A perception issue also plays a role. Studies show that users do not notice an improvement unless it signifies at least a 20 percent increase over the previous state. In other words, don’t spread resource allocation adjustments so thin that each user is given a two percent incremental bump-up every six months. They won’t even notice the change. Better to boldly introduce a 20 percent increase today. Your users will definitely notice the improvement.
Monitor changes and look for new patterns for at least two full weeks after a significant change. Compare data before, during, and after the change.
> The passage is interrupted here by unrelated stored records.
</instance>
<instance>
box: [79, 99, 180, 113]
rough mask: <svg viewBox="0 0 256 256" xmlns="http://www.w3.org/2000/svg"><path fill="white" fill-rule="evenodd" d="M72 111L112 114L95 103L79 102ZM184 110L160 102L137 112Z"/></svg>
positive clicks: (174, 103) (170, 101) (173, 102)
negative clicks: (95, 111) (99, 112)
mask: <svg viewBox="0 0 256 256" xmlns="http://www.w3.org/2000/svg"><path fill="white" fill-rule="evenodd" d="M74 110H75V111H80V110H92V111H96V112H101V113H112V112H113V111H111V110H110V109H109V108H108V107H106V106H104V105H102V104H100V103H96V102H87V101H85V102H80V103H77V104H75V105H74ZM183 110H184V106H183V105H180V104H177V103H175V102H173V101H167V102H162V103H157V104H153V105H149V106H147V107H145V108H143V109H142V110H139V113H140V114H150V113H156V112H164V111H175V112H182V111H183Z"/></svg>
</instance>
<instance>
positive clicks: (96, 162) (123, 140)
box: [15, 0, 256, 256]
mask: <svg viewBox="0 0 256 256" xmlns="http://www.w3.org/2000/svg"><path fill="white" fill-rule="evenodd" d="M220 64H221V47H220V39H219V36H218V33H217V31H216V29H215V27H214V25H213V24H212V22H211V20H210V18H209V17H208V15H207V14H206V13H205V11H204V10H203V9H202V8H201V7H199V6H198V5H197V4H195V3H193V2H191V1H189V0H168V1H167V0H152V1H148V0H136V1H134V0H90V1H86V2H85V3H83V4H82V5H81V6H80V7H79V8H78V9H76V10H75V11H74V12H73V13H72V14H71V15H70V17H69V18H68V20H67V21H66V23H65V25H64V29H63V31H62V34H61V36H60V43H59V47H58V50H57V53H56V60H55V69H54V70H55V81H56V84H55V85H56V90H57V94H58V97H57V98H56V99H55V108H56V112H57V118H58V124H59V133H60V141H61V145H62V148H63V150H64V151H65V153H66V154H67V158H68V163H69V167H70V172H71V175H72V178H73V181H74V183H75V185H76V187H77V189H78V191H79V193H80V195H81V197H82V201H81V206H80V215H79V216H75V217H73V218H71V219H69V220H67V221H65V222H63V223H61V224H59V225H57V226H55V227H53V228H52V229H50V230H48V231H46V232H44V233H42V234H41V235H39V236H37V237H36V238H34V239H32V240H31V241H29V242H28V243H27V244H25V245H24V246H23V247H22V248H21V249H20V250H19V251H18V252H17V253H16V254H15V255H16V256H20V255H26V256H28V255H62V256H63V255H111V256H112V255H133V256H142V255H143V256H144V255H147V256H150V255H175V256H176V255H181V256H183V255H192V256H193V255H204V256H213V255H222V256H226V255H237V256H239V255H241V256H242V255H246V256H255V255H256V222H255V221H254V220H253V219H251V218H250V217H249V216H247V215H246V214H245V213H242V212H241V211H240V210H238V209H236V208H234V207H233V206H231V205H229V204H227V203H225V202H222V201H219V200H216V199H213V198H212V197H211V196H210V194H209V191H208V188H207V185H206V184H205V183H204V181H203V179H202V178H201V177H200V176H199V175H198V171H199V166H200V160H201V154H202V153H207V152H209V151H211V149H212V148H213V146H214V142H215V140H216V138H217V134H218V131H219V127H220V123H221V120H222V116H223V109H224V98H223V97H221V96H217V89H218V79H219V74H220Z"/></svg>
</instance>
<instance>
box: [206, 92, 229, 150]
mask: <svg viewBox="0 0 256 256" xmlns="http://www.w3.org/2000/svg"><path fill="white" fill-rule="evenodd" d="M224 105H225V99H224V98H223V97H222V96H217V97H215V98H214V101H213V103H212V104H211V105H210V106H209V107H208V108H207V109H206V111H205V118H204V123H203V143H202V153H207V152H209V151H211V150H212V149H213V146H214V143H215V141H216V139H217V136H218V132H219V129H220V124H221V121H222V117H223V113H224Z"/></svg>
Look at variances expressed in units and as percentages. Make sure your audience, staff, and customers are aware of the changes. User engagement is helpful.
Finally, quantify the cost of slow performance in terms of its financial and political impacts:
When 500 users experience slow applications every day for a week, the lost productivity is significant. On a recent CDI engagement, we found an anti-virus process that crawled along very slowly during peak work hours. There was no need to impact users like this when the process could run after midnight.
Another financial example involves a hospital billing department. The accounts receivable team would face a severe challenge if slow network speeds prevented new billings from going out on time.
A critical medical procedure might require MRI images in the next 20 minutes while the patient remains under anesthesia. Now is not the time for performance delays.
Slow physical or virtualized environments also carry legal risks. A firm might be sued for losses involving delays for thousands of users.
Slow performance and a poor user experience does not reflect highly on the brand. Company executives and account managers want to look their best when showcasing new product demos. In these situations, some of your IT staff may receive phone calls from frustrated callers demanding a fix or your resignation.
Performance is no joke, especially when you factor in contractual service agreements and the competitive dynamics of the cloud economy. A sub-standard user experience impacts your bottom line and perception in the news and social media.
In the long run, prevention pays for itself, so fund your performance fixes and attack the next set of bugs early and often. Equipping your staff with faster performance is essential for business.
The Final Word
People expect robust, fast, responsive computing devices. They want to leverage powerful networks, platforms, and applications to increase their productivity. When a weak link in the system arises, it can snowball and user productivity can dramatically decline or drop-off altogether.
In the physical realm, you can still go buy a better laptop.
But in the virtual realm, monitoring the user experience is essential to identify pain points and make the right adjustments.